Clinical Implications: Not directly a clinical trial, but COMET can enable identification of perioperative biomarkers and risk signatures (e.g., for delirium, AKI, pulmonary complications) with smaller cohorts, informing targeted interventions and future prospective validation.

Key Findings

  • Introduces COMET, combining EHR pretraining and adaptive early/late fusion for omics analysis.
  • Improved predictive modeling and biological discovery across two independent datasets compared with omics‑only methods.
  • Enables finer, non‑binary patient stratification to enhance discovery in limited cohort sizes.

3. Phenotypes of Functional Decline or Recovery in Sepsis ICU Survivors: Insights From a 1-Year Follow-Up Multicenter Cohort Analysis.

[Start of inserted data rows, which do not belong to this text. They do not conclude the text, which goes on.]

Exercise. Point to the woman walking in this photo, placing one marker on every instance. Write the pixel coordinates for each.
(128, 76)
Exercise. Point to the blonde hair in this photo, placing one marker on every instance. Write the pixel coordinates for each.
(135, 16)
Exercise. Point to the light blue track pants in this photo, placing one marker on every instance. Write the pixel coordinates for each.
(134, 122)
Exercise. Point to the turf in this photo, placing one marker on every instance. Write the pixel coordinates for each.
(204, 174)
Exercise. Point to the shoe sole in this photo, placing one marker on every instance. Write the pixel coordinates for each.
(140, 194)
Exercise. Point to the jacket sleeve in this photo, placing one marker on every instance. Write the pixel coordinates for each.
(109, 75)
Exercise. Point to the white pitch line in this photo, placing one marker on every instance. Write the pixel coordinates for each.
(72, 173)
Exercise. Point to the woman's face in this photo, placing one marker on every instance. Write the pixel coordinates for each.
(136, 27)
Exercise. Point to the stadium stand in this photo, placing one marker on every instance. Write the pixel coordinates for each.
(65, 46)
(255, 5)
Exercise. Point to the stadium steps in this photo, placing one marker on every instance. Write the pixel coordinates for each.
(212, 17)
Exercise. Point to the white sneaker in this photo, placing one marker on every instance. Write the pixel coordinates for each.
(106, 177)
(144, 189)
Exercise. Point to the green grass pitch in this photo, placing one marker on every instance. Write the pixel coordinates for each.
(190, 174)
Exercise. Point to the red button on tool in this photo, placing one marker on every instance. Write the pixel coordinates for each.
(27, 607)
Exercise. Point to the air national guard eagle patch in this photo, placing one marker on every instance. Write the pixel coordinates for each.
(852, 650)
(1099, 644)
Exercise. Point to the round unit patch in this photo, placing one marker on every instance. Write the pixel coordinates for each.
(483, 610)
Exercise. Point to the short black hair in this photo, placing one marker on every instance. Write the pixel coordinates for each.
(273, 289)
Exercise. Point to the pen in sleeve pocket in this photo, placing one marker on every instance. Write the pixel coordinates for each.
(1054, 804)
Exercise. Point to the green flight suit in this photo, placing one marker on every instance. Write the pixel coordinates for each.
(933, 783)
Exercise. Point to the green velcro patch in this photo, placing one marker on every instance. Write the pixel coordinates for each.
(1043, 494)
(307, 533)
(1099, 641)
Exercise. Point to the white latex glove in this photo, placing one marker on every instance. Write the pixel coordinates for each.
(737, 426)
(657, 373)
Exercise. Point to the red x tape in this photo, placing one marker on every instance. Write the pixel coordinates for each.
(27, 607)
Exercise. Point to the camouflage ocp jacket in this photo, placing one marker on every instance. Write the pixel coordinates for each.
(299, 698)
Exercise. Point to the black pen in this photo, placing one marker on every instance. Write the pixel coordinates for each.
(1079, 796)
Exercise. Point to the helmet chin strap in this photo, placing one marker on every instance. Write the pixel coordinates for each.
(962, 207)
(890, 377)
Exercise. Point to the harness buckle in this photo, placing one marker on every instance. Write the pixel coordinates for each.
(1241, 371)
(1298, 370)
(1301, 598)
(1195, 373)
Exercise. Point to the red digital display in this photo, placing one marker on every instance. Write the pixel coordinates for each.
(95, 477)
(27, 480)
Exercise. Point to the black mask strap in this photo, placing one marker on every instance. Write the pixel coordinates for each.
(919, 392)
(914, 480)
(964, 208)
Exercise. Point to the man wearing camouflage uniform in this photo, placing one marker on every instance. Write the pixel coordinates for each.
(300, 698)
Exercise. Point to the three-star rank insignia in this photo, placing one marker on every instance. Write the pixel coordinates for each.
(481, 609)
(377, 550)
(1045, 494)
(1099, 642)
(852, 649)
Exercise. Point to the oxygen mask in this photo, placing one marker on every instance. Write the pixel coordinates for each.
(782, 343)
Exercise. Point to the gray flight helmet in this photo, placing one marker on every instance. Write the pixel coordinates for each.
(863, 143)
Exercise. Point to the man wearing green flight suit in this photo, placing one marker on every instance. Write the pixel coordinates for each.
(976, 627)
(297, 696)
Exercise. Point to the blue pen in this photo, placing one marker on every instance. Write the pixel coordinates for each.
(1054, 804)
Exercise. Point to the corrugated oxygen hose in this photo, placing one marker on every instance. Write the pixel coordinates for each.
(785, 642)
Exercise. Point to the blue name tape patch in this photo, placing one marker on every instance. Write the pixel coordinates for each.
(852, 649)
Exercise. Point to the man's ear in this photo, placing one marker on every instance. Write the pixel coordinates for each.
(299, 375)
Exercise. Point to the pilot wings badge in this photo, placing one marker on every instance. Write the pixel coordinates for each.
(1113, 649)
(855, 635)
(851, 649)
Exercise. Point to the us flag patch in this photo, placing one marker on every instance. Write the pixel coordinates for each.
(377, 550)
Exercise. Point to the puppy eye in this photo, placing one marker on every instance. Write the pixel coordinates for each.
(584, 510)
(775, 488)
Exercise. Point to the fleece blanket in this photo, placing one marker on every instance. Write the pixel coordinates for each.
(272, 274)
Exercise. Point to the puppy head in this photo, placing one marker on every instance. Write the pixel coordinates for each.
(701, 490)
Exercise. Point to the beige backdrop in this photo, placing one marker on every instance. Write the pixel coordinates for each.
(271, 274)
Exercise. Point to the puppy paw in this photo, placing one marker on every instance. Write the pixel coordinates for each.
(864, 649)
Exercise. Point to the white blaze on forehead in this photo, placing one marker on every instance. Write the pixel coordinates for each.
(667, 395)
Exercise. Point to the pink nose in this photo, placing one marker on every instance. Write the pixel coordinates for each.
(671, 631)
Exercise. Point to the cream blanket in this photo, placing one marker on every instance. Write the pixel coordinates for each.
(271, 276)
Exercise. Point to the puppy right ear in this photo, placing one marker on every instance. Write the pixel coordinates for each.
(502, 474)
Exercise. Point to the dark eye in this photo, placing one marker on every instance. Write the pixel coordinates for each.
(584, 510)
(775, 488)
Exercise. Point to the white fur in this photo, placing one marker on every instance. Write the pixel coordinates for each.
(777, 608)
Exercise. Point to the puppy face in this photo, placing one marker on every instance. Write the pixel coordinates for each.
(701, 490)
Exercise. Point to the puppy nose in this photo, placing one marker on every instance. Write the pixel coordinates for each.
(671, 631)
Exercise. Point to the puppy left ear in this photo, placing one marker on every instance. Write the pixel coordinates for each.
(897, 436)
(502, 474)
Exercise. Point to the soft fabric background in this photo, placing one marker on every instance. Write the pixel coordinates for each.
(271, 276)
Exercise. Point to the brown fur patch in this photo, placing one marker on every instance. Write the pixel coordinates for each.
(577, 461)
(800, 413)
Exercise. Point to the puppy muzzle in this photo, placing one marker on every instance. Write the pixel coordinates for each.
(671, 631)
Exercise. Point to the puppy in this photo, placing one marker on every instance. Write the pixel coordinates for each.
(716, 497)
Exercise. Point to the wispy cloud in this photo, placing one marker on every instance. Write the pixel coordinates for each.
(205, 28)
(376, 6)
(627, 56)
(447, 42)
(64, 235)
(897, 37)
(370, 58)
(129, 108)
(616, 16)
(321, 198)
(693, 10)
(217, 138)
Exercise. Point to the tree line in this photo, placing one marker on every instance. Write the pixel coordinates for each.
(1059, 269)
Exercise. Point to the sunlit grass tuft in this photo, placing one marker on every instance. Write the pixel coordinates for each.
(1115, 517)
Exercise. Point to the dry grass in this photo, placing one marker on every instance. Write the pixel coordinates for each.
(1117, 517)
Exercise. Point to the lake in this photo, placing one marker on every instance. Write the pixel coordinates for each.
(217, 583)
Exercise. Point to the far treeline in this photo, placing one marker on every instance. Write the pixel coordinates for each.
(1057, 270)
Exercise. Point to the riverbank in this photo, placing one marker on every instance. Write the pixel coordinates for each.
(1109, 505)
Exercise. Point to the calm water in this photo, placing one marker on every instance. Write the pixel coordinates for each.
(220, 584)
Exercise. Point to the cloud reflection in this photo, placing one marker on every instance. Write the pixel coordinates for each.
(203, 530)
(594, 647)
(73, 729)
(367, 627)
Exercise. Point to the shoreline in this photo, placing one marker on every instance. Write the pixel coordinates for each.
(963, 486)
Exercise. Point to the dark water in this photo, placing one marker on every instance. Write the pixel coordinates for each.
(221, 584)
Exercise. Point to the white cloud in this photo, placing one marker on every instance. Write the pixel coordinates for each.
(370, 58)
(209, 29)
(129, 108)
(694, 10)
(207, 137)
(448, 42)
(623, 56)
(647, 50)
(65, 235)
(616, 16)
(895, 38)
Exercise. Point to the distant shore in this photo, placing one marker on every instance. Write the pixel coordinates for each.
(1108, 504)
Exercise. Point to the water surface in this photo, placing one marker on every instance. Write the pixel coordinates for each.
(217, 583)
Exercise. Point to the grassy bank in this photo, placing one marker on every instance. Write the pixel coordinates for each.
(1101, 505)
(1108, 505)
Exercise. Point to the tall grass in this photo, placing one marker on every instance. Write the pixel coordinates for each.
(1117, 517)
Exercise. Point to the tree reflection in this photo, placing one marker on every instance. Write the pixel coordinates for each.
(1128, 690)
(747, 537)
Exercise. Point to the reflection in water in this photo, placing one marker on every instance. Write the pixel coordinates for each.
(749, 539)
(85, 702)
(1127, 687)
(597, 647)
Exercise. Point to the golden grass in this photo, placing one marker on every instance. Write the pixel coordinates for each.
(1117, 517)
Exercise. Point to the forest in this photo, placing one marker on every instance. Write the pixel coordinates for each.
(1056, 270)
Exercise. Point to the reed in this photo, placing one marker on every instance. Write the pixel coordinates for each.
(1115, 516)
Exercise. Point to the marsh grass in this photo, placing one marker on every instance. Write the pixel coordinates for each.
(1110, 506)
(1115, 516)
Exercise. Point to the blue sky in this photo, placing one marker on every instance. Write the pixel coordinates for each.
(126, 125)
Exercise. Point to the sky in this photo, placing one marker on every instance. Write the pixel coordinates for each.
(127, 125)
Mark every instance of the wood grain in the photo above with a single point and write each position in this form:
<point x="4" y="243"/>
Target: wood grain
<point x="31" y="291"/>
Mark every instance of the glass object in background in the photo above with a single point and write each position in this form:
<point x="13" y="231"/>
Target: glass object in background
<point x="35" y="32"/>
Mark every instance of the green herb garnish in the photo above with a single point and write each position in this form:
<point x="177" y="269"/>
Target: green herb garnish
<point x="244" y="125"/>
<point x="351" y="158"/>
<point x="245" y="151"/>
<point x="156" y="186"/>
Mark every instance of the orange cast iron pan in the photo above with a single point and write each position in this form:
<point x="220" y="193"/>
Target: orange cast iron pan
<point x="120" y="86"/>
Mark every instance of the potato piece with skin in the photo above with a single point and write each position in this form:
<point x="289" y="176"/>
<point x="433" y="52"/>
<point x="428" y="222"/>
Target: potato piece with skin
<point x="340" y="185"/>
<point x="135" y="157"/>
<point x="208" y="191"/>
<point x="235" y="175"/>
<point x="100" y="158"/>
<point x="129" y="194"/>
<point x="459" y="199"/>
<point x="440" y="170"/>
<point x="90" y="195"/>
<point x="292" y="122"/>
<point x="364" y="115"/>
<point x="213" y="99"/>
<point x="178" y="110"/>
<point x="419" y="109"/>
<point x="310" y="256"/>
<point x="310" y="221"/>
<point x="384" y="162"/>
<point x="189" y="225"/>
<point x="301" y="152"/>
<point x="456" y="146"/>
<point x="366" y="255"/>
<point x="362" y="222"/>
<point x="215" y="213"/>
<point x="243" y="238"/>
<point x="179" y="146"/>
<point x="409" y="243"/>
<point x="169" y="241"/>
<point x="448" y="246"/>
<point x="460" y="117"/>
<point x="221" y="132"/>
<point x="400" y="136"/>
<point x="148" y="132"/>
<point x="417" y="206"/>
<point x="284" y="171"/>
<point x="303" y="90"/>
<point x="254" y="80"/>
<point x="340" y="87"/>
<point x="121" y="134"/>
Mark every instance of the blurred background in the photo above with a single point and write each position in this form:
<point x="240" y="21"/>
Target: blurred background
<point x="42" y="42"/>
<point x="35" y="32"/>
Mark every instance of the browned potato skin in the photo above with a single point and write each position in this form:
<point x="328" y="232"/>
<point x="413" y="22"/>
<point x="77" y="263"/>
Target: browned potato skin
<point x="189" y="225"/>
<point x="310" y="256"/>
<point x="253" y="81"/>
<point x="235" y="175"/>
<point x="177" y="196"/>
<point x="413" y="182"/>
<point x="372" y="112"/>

80Critical care medicine · 2025PMID: 39992173

In a 21‑ICU prospective cohort of 220 sepsis survivors, four distinct discharge phenotypes were identified (no PICS, mild, moderate, severe across physical/cognitive/psychiatric domains). Mild deficits improved by 3 months, but moderate and severe phenotypes showed persistent disability, sustained reduced quality of life, low employment, and higher ongoing mortality in the severe group through 12 months.

Impact: Provides a pragmatic, longitudinal phenotyping framework that can direct individualized post‑ICU rehabilitation and resource allocation for sepsis survivors—an area of growing clinical need in perioperative and critical care pathways.

Clinical Implications: Incorporate standardized discharge assessments (physical, cognitive, psychiatric, frailty measures) to assign phenotype and prioritize multidisciplinary rehabilitation and mental‑health support for moderate/severe groups; use phenotype to inform follow‑up intensity and survivorship planning.

Key Findings

  • Identified four phenotypes at discharge: no PICS (n=62), mild (physical & cognitive; n=55), moderate (all domains; n=53), severe (all domains; n=50).
  • Mild phenotype generally improved by 3 months; moderate and severe phenotypes showed persistent disability at 12 months.
  • Severe phenotype had persistent depressive symptoms and continuously decreasing survival; all groups had reduced QoL and low employment rates.